Peabody Winner 2014 | ITN Productions

In the battered, bombed out Syrian city of Aleppo, thousands of families have fled, persuaded that nothing in a refugee camp could be as terrible as wondering if a rocket will hit your house or a sniper will take you out as you hang laundry to dry. Photojournalist/director Marcel Mettelsiefen focuses on one anti-regime family who have stayed in their home and especially on the children – young sisters Helen, Farah and Sara, their brother Mohammad, and their friend Aboude. Their daily lives are an absurd, heartbreaking co-mingling of the mundane and the terrifying. Hala, the mother, recalls giving the kids “a lot of cough syrup” during the worst shelling.
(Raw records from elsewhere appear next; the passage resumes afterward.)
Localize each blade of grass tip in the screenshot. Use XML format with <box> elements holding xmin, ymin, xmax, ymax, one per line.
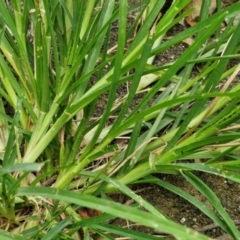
<box><xmin>0</xmin><ymin>229</ymin><xmax>26</xmax><ymax>240</ymax></box>
<box><xmin>81</xmin><ymin>171</ymin><xmax>166</xmax><ymax>219</ymax></box>
<box><xmin>136</xmin><ymin>174</ymin><xmax>232</xmax><ymax>234</ymax></box>
<box><xmin>181</xmin><ymin>172</ymin><xmax>240</xmax><ymax>239</ymax></box>
<box><xmin>92</xmin><ymin>224</ymin><xmax>164</xmax><ymax>240</ymax></box>
<box><xmin>175</xmin><ymin>162</ymin><xmax>240</xmax><ymax>183</ymax></box>
<box><xmin>55</xmin><ymin>31</ymin><xmax>153</xmax><ymax>188</ymax></box>
<box><xmin>78</xmin><ymin>0</ymin><xmax>127</xmax><ymax>162</ymax></box>
<box><xmin>43</xmin><ymin>0</ymin><xmax>61</xmax><ymax>92</ymax></box>
<box><xmin>16</xmin><ymin>187</ymin><xmax>211</xmax><ymax>240</ymax></box>
<box><xmin>73</xmin><ymin>0</ymin><xmax>115</xmax><ymax>102</ymax></box>
<box><xmin>42</xmin><ymin>217</ymin><xmax>72</xmax><ymax>240</ymax></box>
<box><xmin>0</xmin><ymin>163</ymin><xmax>45</xmax><ymax>175</ymax></box>
<box><xmin>163</xmin><ymin>15</ymin><xmax>240</xmax><ymax>153</ymax></box>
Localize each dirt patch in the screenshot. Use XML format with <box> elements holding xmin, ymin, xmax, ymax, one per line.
<box><xmin>108</xmin><ymin>1</ymin><xmax>240</xmax><ymax>240</ymax></box>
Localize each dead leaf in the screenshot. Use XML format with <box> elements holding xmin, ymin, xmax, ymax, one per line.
<box><xmin>78</xmin><ymin>208</ymin><xmax>102</xmax><ymax>218</ymax></box>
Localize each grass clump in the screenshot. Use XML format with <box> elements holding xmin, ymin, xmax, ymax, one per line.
<box><xmin>0</xmin><ymin>0</ymin><xmax>240</xmax><ymax>240</ymax></box>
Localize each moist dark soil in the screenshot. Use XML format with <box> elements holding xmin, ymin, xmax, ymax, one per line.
<box><xmin>108</xmin><ymin>0</ymin><xmax>240</xmax><ymax>240</ymax></box>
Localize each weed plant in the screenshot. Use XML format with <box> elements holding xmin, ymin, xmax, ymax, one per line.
<box><xmin>0</xmin><ymin>0</ymin><xmax>240</xmax><ymax>240</ymax></box>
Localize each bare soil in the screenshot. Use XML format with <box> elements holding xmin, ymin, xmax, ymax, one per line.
<box><xmin>109</xmin><ymin>0</ymin><xmax>240</xmax><ymax>240</ymax></box>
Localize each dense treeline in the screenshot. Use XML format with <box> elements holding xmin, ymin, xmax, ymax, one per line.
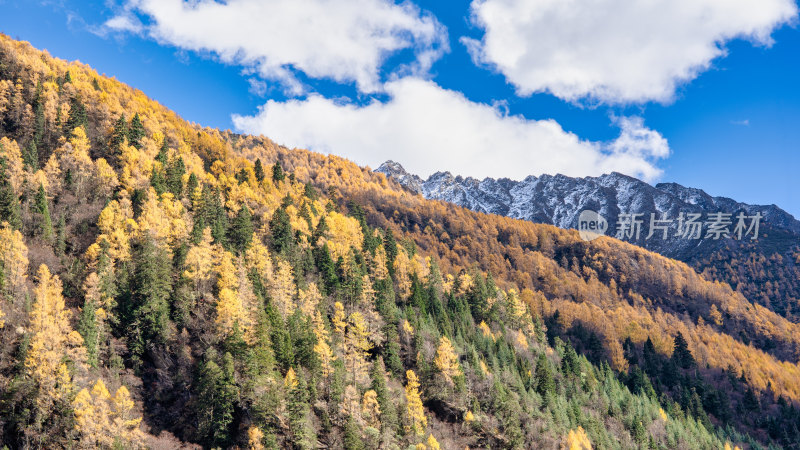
<box><xmin>0</xmin><ymin>36</ymin><xmax>800</xmax><ymax>449</ymax></box>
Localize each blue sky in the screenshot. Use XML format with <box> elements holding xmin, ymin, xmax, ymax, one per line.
<box><xmin>0</xmin><ymin>0</ymin><xmax>800</xmax><ymax>216</ymax></box>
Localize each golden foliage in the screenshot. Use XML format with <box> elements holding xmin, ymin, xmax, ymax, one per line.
<box><xmin>25</xmin><ymin>264</ymin><xmax>86</xmax><ymax>417</ymax></box>
<box><xmin>0</xmin><ymin>222</ymin><xmax>28</xmax><ymax>295</ymax></box>
<box><xmin>72</xmin><ymin>378</ymin><xmax>144</xmax><ymax>448</ymax></box>
<box><xmin>269</xmin><ymin>261</ymin><xmax>295</xmax><ymax>319</ymax></box>
<box><xmin>405</xmin><ymin>370</ymin><xmax>428</xmax><ymax>436</ymax></box>
<box><xmin>247</xmin><ymin>425</ymin><xmax>264</xmax><ymax>450</ymax></box>
<box><xmin>433</xmin><ymin>336</ymin><xmax>462</xmax><ymax>385</ymax></box>
<box><xmin>563</xmin><ymin>426</ymin><xmax>592</xmax><ymax>450</ymax></box>
<box><xmin>361</xmin><ymin>389</ymin><xmax>381</xmax><ymax>430</ymax></box>
<box><xmin>344</xmin><ymin>311</ymin><xmax>372</xmax><ymax>383</ymax></box>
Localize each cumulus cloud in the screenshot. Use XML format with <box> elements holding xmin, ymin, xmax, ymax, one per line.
<box><xmin>105</xmin><ymin>0</ymin><xmax>448</xmax><ymax>93</ymax></box>
<box><xmin>461</xmin><ymin>0</ymin><xmax>797</xmax><ymax>103</ymax></box>
<box><xmin>233</xmin><ymin>78</ymin><xmax>669</xmax><ymax>181</ymax></box>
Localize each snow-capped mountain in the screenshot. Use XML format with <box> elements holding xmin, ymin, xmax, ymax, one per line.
<box><xmin>375</xmin><ymin>161</ymin><xmax>800</xmax><ymax>263</ymax></box>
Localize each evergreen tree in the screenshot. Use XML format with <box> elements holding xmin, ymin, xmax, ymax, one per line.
<box><xmin>128</xmin><ymin>113</ymin><xmax>144</xmax><ymax>149</ymax></box>
<box><xmin>672</xmin><ymin>332</ymin><xmax>695</xmax><ymax>369</ymax></box>
<box><xmin>53</xmin><ymin>214</ymin><xmax>67</xmax><ymax>256</ymax></box>
<box><xmin>229</xmin><ymin>205</ymin><xmax>253</xmax><ymax>253</ymax></box>
<box><xmin>272</xmin><ymin>161</ymin><xmax>286</xmax><ymax>183</ymax></box>
<box><xmin>196</xmin><ymin>348</ymin><xmax>237</xmax><ymax>447</ymax></box>
<box><xmin>123</xmin><ymin>235</ymin><xmax>172</xmax><ymax>367</ymax></box>
<box><xmin>64</xmin><ymin>94</ymin><xmax>89</xmax><ymax>131</ymax></box>
<box><xmin>166</xmin><ymin>157</ymin><xmax>186</xmax><ymax>198</ymax></box>
<box><xmin>370</xmin><ymin>356</ymin><xmax>400</xmax><ymax>434</ymax></box>
<box><xmin>535</xmin><ymin>353</ymin><xmax>556</xmax><ymax>401</ymax></box>
<box><xmin>35</xmin><ymin>184</ymin><xmax>53</xmax><ymax>242</ymax></box>
<box><xmin>22</xmin><ymin>139</ymin><xmax>39</xmax><ymax>173</ymax></box>
<box><xmin>78</xmin><ymin>298</ymin><xmax>99</xmax><ymax>367</ymax></box>
<box><xmin>269</xmin><ymin>207</ymin><xmax>294</xmax><ymax>253</ymax></box>
<box><xmin>284</xmin><ymin>368</ymin><xmax>316</xmax><ymax>450</ymax></box>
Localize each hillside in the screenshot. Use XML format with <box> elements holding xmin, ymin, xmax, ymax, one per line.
<box><xmin>376</xmin><ymin>161</ymin><xmax>800</xmax><ymax>322</ymax></box>
<box><xmin>0</xmin><ymin>35</ymin><xmax>800</xmax><ymax>449</ymax></box>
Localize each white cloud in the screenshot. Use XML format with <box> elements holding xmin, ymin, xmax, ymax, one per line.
<box><xmin>461</xmin><ymin>0</ymin><xmax>797</xmax><ymax>103</ymax></box>
<box><xmin>96</xmin><ymin>13</ymin><xmax>143</xmax><ymax>36</ymax></box>
<box><xmin>233</xmin><ymin>78</ymin><xmax>669</xmax><ymax>180</ymax></box>
<box><xmin>105</xmin><ymin>0</ymin><xmax>448</xmax><ymax>92</ymax></box>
Farah, wearing a T-shirt embossed with a cartoon character’s face, squirms on an easy chair like the antsy eight-year-old she is as she explains how her favorite past time is helping her father, Abu Ali, make bombs. Later we see her pout because dad won’t let her keep stuffed animals she finds in an abandoned apartment. Mettelsiefen films the ruins all around them with the eye of a theatrical cinematographer, but it’s the intimacy of the interviews, some punctuated by the sound of explosions, that give the documentary its greatest power. For capturing snapshots of family life in a war zone and giving us inklings of the psychological damage visited on the young, Children on the Frontline receives a Peabody Award.

(via https://www.youtube.com/watch?v=KBpob4GdkLw)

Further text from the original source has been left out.